Based on the comments I received:

$\mathbb{Z}$ is isomorphic to some subdomain of $R$. Extend this to a field of fractions inside $R$. This extension will be isomorphic to $\mathbb{Q}$ as this is the field of fractions of $\mathbb{Z}$. Then verifying the vector space axioms (is this necessary or is there shortcut?) gives the desired result.

Is this correct?

Answer 1

Hint: Because $R$ is a field of characteristic $0$, every nonzero element of $\Bbb{Z}\subset R$ is invertible.
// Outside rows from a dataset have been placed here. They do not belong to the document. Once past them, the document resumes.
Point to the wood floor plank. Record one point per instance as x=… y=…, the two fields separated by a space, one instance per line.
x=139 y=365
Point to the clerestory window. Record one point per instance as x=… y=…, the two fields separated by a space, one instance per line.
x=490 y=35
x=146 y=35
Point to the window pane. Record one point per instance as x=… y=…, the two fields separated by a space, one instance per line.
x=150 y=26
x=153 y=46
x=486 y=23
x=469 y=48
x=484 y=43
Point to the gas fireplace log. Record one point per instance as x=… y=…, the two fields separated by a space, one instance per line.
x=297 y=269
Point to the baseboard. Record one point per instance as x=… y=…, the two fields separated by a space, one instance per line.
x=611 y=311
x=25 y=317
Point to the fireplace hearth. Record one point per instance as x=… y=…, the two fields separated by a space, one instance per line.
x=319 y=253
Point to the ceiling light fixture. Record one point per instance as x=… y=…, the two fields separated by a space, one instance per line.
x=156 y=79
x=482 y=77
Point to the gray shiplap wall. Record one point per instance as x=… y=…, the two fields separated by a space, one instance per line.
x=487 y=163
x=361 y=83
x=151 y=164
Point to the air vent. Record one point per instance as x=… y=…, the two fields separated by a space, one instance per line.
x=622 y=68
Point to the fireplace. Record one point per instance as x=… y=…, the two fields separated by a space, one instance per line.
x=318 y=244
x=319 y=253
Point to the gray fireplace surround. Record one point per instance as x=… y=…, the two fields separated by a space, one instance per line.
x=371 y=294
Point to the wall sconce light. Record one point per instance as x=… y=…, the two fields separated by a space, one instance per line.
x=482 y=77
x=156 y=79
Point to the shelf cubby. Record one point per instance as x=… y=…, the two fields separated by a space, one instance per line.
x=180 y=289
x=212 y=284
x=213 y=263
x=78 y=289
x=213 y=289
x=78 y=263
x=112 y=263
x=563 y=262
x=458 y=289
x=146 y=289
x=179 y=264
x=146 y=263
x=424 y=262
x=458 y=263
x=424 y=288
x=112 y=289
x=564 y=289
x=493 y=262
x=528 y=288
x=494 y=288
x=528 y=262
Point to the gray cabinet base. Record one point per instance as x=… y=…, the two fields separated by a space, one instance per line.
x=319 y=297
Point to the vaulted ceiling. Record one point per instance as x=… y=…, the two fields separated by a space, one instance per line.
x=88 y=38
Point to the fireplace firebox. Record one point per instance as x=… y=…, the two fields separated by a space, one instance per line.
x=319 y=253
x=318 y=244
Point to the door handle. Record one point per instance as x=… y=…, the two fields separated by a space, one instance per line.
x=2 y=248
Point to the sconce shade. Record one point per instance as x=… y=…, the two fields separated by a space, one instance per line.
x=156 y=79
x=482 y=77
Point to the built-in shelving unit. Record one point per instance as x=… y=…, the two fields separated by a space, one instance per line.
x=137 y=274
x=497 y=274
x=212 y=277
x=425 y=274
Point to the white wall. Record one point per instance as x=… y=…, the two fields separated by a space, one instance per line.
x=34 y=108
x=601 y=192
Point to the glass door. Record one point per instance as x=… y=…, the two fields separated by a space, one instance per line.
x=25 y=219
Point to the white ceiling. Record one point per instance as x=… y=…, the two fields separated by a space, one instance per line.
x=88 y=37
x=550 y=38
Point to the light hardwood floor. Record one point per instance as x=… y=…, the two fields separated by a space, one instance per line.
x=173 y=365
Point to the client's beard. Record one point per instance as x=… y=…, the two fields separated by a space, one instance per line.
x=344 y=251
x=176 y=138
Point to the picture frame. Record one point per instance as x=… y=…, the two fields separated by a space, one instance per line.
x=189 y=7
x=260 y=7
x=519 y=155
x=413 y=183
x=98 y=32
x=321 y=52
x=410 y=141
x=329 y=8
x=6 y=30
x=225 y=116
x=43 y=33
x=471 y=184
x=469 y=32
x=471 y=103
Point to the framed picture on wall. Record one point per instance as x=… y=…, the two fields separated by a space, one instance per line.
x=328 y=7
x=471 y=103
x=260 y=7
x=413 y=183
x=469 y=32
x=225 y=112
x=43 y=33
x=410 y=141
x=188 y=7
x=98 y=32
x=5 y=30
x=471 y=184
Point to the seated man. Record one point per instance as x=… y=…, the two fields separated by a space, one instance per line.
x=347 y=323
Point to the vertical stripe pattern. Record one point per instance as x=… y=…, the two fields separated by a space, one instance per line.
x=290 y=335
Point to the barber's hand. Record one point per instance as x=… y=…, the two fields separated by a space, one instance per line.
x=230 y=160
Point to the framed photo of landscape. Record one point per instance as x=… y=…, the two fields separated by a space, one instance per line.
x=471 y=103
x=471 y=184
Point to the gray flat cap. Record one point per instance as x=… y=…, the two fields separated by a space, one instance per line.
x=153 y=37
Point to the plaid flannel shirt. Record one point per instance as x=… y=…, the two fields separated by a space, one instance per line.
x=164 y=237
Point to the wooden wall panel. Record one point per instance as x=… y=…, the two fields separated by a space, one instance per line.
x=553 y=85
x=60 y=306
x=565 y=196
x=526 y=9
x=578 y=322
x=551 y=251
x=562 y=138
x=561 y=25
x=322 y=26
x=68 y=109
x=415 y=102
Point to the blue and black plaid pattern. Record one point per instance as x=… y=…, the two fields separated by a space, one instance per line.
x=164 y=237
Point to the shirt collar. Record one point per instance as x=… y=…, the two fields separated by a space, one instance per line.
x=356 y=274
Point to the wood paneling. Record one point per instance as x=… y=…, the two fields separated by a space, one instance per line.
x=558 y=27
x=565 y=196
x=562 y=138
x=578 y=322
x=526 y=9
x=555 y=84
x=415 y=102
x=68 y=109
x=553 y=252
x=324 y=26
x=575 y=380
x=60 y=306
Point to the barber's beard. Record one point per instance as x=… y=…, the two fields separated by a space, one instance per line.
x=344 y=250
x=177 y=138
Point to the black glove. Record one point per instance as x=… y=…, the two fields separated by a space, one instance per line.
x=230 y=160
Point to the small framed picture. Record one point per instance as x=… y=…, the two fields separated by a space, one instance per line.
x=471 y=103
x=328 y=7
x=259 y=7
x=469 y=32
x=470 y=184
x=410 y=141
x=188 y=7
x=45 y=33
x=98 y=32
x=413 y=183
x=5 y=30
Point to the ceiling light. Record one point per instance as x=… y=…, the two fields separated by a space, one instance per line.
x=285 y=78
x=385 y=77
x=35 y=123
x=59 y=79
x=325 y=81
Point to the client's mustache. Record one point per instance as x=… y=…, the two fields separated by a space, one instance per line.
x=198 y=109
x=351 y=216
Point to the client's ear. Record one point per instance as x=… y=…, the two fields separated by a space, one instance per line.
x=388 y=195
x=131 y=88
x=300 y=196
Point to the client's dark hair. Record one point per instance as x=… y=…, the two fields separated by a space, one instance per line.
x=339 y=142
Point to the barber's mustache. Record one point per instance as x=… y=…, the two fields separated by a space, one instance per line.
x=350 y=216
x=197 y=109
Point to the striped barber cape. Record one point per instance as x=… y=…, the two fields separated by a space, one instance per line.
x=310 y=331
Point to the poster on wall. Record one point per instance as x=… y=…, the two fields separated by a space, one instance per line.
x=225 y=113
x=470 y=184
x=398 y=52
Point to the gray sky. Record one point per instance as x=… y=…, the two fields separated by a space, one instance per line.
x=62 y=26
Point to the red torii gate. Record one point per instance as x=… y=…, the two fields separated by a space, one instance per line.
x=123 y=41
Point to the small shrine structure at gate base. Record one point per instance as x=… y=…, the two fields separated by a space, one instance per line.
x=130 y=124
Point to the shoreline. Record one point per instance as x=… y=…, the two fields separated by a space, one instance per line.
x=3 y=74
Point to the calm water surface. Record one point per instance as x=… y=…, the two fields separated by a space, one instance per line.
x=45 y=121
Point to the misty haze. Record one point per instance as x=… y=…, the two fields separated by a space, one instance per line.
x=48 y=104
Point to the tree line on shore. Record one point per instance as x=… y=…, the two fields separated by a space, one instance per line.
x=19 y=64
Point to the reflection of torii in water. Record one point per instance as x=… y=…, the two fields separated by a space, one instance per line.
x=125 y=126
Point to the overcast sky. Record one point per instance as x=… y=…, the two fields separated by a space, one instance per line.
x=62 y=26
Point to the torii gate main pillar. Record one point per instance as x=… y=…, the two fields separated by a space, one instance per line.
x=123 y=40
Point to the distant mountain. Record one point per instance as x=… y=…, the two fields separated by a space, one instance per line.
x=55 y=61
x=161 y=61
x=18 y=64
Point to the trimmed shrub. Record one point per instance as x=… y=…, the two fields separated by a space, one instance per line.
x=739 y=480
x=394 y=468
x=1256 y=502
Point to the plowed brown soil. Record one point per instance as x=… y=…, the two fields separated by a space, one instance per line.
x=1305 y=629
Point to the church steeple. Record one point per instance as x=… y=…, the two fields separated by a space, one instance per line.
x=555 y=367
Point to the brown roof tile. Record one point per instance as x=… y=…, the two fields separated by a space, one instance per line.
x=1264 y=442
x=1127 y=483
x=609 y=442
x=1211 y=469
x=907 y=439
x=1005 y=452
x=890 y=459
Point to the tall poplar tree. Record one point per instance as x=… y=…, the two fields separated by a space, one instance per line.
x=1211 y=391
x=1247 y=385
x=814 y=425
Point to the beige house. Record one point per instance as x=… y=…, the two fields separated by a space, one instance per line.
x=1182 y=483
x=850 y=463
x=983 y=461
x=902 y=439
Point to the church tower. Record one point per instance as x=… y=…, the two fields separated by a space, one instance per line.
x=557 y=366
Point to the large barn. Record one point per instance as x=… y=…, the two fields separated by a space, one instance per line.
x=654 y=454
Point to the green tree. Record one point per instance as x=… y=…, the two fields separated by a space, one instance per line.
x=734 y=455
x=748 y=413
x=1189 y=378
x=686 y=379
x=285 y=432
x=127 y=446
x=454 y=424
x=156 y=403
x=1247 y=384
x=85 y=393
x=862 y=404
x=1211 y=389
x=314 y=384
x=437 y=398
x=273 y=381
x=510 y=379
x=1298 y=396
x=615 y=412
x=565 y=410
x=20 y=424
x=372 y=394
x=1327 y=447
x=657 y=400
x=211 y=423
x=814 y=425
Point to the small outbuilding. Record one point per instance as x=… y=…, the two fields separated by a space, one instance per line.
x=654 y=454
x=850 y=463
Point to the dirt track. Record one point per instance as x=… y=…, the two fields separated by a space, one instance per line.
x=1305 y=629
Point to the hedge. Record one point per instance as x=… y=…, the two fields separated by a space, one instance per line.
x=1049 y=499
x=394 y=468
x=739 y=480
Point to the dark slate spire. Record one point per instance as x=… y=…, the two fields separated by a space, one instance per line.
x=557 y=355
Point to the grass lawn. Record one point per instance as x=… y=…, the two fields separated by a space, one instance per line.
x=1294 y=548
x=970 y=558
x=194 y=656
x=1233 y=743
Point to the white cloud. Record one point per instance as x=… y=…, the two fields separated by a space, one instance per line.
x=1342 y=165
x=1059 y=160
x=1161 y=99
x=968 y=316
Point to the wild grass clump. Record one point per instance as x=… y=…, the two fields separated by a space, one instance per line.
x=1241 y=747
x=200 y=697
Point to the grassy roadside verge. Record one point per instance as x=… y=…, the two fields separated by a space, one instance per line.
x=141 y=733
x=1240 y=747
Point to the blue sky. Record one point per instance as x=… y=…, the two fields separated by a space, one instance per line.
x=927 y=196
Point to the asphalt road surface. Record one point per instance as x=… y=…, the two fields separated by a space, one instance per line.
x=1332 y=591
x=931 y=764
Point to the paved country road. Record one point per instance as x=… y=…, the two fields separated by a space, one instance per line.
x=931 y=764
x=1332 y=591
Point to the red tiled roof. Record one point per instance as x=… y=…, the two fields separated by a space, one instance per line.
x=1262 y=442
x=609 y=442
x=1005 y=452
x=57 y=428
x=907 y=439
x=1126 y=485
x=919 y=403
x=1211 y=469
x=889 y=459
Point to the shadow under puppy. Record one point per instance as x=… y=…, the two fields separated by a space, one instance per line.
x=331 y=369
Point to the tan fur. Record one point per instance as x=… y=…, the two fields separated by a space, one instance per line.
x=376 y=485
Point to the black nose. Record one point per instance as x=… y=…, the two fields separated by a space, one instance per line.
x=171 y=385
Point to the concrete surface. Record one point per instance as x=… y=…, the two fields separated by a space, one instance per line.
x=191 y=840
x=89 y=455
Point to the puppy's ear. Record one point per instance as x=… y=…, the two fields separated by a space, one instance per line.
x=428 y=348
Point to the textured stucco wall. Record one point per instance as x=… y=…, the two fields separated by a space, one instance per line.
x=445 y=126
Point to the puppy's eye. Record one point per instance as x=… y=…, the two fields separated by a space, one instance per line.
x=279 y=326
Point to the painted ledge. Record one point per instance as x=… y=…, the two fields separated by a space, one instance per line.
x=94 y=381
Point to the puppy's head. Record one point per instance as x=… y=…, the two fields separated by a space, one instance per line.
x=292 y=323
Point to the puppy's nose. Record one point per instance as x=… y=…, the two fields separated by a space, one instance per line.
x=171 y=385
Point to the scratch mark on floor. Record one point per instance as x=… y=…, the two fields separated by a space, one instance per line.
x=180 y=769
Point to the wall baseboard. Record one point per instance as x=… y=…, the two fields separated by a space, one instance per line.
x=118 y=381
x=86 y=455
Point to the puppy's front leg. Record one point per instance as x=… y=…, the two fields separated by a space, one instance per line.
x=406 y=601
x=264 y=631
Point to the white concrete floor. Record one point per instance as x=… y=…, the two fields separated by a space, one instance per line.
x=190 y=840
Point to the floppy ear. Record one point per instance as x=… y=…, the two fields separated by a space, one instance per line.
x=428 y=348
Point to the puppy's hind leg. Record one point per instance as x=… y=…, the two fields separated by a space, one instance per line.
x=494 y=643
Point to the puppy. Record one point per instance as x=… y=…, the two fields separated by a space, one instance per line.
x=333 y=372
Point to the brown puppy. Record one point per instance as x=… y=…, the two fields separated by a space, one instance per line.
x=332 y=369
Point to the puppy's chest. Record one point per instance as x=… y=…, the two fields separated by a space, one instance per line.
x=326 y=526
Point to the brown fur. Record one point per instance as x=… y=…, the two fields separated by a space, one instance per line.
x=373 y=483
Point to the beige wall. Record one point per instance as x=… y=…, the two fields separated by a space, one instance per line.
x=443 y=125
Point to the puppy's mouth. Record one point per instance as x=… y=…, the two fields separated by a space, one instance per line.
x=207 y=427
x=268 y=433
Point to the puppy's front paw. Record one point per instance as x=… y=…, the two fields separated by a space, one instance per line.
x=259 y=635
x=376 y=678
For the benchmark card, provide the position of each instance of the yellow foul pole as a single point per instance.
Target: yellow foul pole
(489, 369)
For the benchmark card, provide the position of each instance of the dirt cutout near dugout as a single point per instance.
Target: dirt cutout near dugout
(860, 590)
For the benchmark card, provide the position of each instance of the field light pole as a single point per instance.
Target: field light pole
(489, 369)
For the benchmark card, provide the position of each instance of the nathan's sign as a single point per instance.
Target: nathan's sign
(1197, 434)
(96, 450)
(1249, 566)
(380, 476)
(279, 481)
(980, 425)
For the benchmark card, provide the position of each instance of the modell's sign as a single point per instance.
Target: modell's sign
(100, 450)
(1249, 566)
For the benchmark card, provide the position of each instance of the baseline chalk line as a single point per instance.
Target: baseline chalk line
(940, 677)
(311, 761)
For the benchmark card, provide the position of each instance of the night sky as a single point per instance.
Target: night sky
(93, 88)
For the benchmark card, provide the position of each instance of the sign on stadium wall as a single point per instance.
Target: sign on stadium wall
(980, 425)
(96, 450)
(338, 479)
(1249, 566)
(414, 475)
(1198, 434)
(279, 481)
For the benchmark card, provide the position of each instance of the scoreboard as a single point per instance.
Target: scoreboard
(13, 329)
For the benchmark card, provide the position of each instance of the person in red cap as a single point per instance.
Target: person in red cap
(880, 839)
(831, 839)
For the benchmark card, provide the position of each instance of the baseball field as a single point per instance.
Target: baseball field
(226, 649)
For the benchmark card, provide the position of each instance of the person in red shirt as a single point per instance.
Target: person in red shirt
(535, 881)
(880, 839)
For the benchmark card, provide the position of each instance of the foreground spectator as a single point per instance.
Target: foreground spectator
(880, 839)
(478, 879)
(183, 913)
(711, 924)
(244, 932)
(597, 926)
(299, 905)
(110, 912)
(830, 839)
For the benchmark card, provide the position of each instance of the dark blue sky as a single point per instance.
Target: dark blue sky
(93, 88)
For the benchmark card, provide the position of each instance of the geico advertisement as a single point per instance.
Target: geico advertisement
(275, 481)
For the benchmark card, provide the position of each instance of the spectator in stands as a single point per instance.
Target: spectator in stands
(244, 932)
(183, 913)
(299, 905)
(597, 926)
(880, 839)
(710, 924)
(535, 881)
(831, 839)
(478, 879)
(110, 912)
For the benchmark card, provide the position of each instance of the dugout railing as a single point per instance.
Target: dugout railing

Once you have shown that $\Bbb{Q}\subset R$ all the vector space axioms are easily verified because $R$ is a field that contains $\Bbb{Q}$ as a subfield. Note that half of the axioms are already satisfied a priori because $R$ is a field. It might even be worth proving that in general:

If $R$ is a field and $S\subset R$ is a subfield then $R$ is a vector space over $S$.

Answer 2

Consider $Z \subseteq R$ defined by $$Z= \{\dots,-1-1,-1,0,1, 1+1, \dots\}$$

and put $$Q := \{ab^{-1}: a,b \in Z, b \neq 0\}$$

Then $\mathbb{Q}\cong Q$. Let $f: \mathbb{Q} \to Q$ be this isomorphism. We can view $R$ as a $Q$-vector space by letting $Q$ act on $R$ by ring multiplication.

Then $$q. r = \phi(q)r; \quad q \in \mathbb{Q}, r \in R$$

defines a $\mathbb{Q}$-scalar multiplication on $R$ and we get that $R$ is a $\mathbb{Q}$-vector space.

So basically the idea is to find an isomorphic copy of $\mathbb{Q}$ inside $R$ and use this to get the vector space structure you like.